Open onatyap opened 3 years ago
Note that sadedegel is a library and we should be picky in adding "features". The problem you solved is a part of a more general problem called normalization. Here is the roadmap for adding such a feature
See #190
I've tested the repetition correction for you @onatyap as you asked.
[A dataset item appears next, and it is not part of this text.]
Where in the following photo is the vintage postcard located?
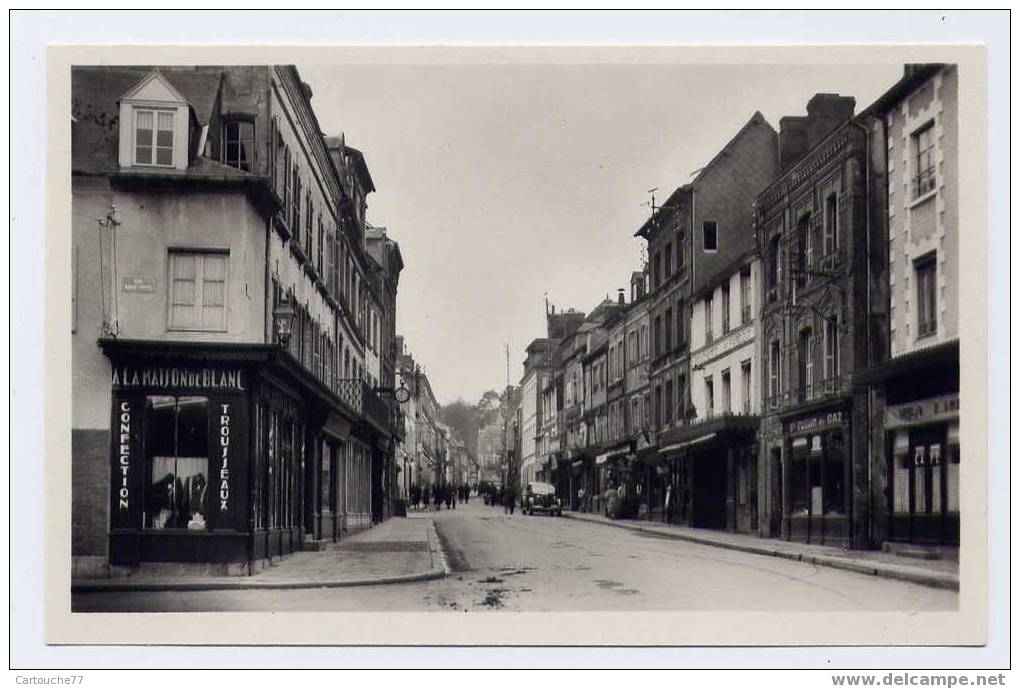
[46,41,988,646]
Here are the results:
Prebuilt Model | Original Result | Preprocessed Result |
---|---|---|
Tweet Sentiment Classification | 3-Fold F-1: 0.8640, 5-Fold F-1: 0.8669 | 3-Fold F-1: 0.8587 5-Fold F-1: 0.8640 |
Movie Review Sentiment Classification | F-1: 0.8258 | F-1: 0.8242 |
Telco Tweet Sentiment Classification | F-1: 0.6871, Accuracy: 0.6925 | F-1: 0.696, Accuracy: 0.691 |
Turkish Customer Reviews Classification | F-1: 0.851 | F-1: 0.852 |
Hotel Review Dataset has reviews where character's are repeated to highlight a certain word as in:
"Süppeeeer"
,"Berbaaat"
,"Muhteşeemmmm"
Since Tokenizer cannot correctly tokenize these words I created a regular expression to check for repetitions and corrected them by eliminating repeating duplicates. This preprocessing step increased the 3-fold cross validation score in Hotel Review Dataset by 2%.
The output for examples above are as follows:
"Süper"
,"Berbat"
,"Muhteşem"
Considering that repetitions are common, this method can be useful as a preprocessing step in sadedegel. What is your opinion on this?